6. The Economy of the Forest: Scale and Reciprocity
- Sugar Trade Scale: A tree may send 20–80% of its sugar into the underground network to feed fungi ([29:00]–[29:14]).
- The “Bank Account” Model:
- Trees bank resources in fungi and retrieve them when needed—resources flow back and forth ([29:46]–[30:10]).
- Warning System: Trees send alert chemicals through the fungal network if they’re attacked or under environmental stress ([30:16]–[31:05]).
- Quote:
“If a tree’s injured, it’ll cry out in a kind of chemical way... and warn neighboring trees or seedlings.”
—Suzanne Simard ([30:25])
7. Adaptation, Resilience, and Intelligence?
- Resource Redistribution in Stress:
- Dying trees may move their carbon to better-adapted, often different, trees—boosting forest survival ([31:27]–[32:53]).
- Quote:
“There’s an intelligence there that’s beyond just the species.”
—Suzanne Simard ([33:08]) - Plant Intelligence Controversy:
- Simard, when asked, recognizes the parallel to brains or nervous systems, though mainstream science remains cautious ([33:43]–[34:06]).
- Quote:
“Physically, when we look at the belowground structure, it looks so much like a brain... there are so many parallels.”
—Suzanne Simard ([33:43])
8. The Forest as a Superorganism
- Jennifer Frazer likens the forest to a superorganism, like a honeybee colony.
- “It’s almost as if the forest is acting as an organism itself.” ([34:06])
Notable Quotes & Memorable Moments
-
“Jigs had provided this incredible window for me... it was magic for me.”
—Suzanne Simard ([05:58]) -
On fungal mining:
“They secrete acid and these acids come out and they start to dissolve the rock. It’s like they’re drilling and the fungus actually builds a tunnel inside the rock and... can mine them.”
—Jennifer Frazer ([24:37]) -
“Springtail murder” revelation:
“[The] fungus ate them. In the little springtail bodies, there were little tubes growing inside them... [still alive].”
—Jennifer Frazer ([26:36]) -
“Salmon in tree rings” discovery:
“The fungi... drink the salmon carcass down and then send it off to the tree, and the tree has evidence of its salmon consumption.”
—Robert Krulwich ([27:54]) -
Underground chemical warnings and cooperation:
“So you can see this is like a game of telephone.
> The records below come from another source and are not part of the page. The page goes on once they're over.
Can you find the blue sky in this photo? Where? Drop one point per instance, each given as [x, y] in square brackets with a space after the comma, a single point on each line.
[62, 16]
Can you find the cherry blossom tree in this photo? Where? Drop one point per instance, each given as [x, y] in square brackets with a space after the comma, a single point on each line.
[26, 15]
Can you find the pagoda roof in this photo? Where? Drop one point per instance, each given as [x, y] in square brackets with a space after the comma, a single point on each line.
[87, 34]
One tree goes, 'Oh,' and the next one goes, 'Oh,' ... and then they do stuff.”
—Robert Krulwich ([30:48])
Timestamps for Important Segments
- Intro and Setting Up the Forest Scene – [01:59]–[02:52]
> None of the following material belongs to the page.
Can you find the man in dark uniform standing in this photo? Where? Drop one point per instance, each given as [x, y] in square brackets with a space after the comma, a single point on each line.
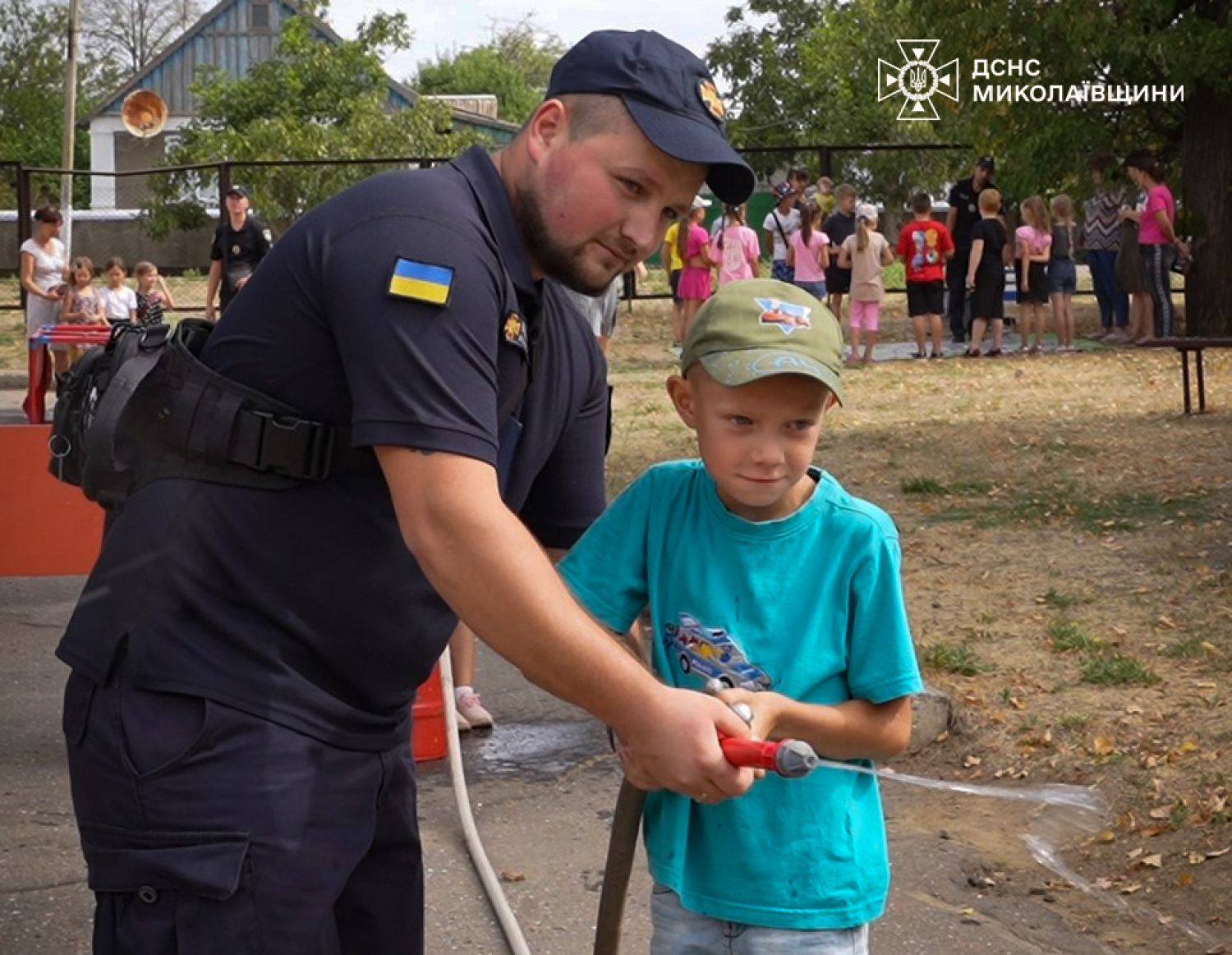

- Simard’s Origin Story (Jiggs, Roots, and Wonder) – [02:52]–[06:19]
- Clearcutting and the First Suspicion of Networked Forests – [06:31]–[08:13]
- Radioactive Gas Experiment & Discovery of Underground Network – [08:13]–[10:14]
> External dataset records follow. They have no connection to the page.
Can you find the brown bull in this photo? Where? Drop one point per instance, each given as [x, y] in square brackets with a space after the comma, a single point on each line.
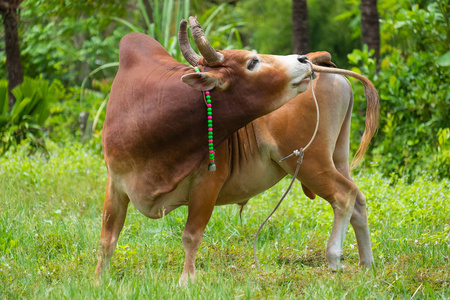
[155, 135]
[247, 160]
[250, 158]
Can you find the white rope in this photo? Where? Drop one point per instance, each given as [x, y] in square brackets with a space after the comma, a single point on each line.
[300, 153]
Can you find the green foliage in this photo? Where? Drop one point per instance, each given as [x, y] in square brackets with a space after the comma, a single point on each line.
[413, 84]
[29, 113]
[268, 25]
[73, 39]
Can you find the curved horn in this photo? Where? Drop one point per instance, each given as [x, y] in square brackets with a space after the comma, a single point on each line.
[186, 49]
[212, 56]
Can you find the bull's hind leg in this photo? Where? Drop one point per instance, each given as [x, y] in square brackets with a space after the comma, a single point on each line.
[359, 223]
[113, 217]
[359, 216]
[342, 201]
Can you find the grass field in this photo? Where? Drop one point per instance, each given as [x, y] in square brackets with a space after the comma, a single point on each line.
[50, 224]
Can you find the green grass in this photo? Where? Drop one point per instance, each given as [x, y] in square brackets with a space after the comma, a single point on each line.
[50, 224]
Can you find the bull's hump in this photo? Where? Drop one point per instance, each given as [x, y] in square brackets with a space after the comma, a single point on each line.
[140, 49]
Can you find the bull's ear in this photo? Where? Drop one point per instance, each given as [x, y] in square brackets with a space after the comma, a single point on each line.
[203, 81]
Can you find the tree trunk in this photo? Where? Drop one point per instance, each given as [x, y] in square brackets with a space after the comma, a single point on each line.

- Introduction of the “Wood Wide Web” – [10:51]–[11:53]
- Bronx Botanical Garden: Discovering Fungi – [11:53]–[13:39]
- Fungal Mutualism, Mining, and Predation – [15:31]–[27:07]
- Resource Banking, Warning Signals, “Intelligence” – [29:46]–[33:08]
- Forest as Superorganism Discussion, Plant Intelligence – [34:06]–[35:30]
Tone and Language
The tone throughout is playful, curious, and slightly irreverent—hallmarks of Radiolab's storytelling style. Interviewees speak with wonder and awe, and technical details are broken down with vivid analogies and humor.
Takeaway
"From Tree to Shining Tree" reimagines forests as communities shaped by secret partnerships, cunning resource deals, and something that feels awfully like social intelligence. Far from being lonely, rival giants, trees are participants in a bustling, collaborative "internet" mediated by ancient fungi—a Wood Wide Web that supports, warns, and adapts for the good of the whole forest.
If you've never before marveled at the ground beneath your feet, this episode leaves you with a brand new respect for the unseen alliances and dramas beneath the forest floor.